Heaviside step distribution

The Heaviside step distribution is defined by (Abramowitz and Stegun Eq. 29.1.3, p. 1020):

${\displaystyle H(x)=\left\{{\begin{array}{ll}0&x<0\\{\frac {1}{2}}&x=0\\1&x>0\end{array}}\right.}$

Differentiating the Heaviside distribution

At first glance things are hopeless:

${\displaystyle {\frac {{\rm {d}}H(x)}{{\rm {d}}x}}=0,~x\neq 0}$

${\displaystyle {\frac {{\rm {d}}H(x)}{{\rm {d}}x}}=\infty ,~x=0}$

however, lets define a less brutal jump in the form of a linear slope such that

${\displaystyle H_{\epsilon }(x-a)={\frac {1}{\epsilon }}\left(R(x-(a-{\frac {\epsilon }{2}}))-R(x-(a+{\frac {\epsilon }{2}}))\right)}$

in the limit ${\displaystyle \epsilon \rightarrow 0}$ this becomes the Heaviside function ${\displaystyle H(x-a)}$. However, lets differentiate first:

${\displaystyle {\frac {\rm {d}}{{\rm {d}}x}}H_{\epsilon }(x-a)={\frac {1}{\epsilon }}\left(H(x-(a-{\frac {\epsilon }{2}}))-H(x-(a+{\frac {\epsilon }{2}}))\right)}$

in the limit this is the Dirac delta function.
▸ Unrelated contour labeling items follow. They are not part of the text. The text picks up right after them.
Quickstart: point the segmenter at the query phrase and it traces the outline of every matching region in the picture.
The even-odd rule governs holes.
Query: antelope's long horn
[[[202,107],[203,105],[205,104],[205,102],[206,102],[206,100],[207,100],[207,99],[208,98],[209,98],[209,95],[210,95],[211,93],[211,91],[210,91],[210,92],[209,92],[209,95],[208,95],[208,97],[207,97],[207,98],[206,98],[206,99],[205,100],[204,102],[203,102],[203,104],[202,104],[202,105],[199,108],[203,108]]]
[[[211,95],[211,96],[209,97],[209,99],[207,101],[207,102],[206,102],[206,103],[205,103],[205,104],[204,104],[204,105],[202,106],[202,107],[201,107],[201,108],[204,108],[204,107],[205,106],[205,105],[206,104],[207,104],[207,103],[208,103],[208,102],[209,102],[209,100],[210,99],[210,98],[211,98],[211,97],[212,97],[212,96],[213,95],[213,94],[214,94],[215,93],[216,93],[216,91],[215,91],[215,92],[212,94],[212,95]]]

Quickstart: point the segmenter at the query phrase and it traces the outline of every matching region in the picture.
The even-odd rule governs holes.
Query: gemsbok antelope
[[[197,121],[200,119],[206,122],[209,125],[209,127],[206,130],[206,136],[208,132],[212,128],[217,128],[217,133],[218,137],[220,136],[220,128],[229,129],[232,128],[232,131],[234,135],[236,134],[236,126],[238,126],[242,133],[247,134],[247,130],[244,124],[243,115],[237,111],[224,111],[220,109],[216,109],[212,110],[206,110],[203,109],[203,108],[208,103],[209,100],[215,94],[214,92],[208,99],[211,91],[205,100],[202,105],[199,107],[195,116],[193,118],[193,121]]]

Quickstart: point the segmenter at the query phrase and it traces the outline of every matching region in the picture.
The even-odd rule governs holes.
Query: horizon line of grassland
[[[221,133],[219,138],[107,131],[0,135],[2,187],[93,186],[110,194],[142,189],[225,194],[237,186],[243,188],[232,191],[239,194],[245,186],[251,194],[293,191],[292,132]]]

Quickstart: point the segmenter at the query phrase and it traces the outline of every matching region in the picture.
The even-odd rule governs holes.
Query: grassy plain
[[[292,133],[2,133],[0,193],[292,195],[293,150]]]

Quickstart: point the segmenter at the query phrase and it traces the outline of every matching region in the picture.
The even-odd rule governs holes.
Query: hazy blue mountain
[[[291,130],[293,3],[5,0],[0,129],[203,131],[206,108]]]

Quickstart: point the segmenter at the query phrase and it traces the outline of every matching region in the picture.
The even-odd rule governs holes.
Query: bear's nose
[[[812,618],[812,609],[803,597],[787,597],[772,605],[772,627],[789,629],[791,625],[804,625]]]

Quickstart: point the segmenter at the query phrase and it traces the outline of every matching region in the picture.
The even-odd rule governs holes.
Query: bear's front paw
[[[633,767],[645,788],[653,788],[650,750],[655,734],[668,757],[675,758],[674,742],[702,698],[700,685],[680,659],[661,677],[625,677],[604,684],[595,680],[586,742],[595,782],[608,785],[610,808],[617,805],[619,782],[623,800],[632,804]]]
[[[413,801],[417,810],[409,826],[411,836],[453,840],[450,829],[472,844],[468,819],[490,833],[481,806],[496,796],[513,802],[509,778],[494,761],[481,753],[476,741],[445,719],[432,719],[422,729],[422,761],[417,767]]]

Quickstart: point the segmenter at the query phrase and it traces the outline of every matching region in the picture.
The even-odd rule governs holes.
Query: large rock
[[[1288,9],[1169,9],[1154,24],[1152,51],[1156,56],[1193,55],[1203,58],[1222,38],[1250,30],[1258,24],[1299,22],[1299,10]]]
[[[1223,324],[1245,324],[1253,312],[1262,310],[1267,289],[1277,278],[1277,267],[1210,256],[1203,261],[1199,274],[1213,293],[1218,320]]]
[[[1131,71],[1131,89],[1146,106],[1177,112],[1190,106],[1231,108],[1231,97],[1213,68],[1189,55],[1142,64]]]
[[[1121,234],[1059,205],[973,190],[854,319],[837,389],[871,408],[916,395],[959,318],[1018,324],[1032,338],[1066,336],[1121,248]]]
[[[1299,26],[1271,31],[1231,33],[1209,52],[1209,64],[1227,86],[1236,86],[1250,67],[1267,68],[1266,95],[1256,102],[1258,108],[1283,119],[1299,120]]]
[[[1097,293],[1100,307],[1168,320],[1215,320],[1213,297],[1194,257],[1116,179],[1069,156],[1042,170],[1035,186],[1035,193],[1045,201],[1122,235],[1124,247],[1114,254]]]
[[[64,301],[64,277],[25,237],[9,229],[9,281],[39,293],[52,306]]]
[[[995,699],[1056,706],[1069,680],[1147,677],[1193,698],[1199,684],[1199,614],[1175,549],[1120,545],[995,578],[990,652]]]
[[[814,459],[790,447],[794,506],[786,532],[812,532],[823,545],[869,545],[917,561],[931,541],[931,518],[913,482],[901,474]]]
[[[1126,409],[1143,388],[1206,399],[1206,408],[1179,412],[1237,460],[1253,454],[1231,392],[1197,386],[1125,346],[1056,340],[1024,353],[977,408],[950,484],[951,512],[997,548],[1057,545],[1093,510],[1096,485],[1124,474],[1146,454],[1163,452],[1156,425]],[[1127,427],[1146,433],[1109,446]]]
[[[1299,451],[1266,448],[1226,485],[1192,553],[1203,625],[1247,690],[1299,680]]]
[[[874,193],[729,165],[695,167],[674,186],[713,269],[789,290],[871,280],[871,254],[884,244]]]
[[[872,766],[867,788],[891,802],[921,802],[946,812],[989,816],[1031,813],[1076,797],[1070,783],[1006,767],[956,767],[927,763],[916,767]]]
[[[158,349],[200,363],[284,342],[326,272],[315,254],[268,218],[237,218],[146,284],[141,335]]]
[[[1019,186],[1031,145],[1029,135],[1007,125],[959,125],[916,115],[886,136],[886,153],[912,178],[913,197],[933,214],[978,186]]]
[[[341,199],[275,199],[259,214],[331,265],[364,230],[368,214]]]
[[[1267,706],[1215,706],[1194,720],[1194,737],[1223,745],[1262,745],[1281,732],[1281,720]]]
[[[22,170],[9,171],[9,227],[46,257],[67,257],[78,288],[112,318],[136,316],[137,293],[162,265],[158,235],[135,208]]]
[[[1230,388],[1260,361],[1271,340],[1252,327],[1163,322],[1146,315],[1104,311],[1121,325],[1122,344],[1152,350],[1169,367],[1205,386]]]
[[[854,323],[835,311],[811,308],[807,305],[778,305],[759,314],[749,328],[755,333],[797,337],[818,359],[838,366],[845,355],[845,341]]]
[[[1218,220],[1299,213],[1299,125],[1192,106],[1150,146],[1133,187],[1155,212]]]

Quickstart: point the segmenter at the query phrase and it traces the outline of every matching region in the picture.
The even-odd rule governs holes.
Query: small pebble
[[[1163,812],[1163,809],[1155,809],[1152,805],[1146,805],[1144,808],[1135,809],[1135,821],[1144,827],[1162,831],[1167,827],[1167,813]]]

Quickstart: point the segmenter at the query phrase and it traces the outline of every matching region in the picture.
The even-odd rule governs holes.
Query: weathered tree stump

Thus

${\displaystyle {\frac {\rm {d}}{{\rm {d}}x}}[H(x)]=\delta (x)}$

The delta function has the fundamental property that

${\displaystyle \int _{-\infty }^{\infty }f(x)\delta (x-a){\rm {d}}x=f(a)}$

References

1. Milton Abramowitz and Irene A. Stegun "Handbook of Mathematical Functions" Dover Publications ninth printing.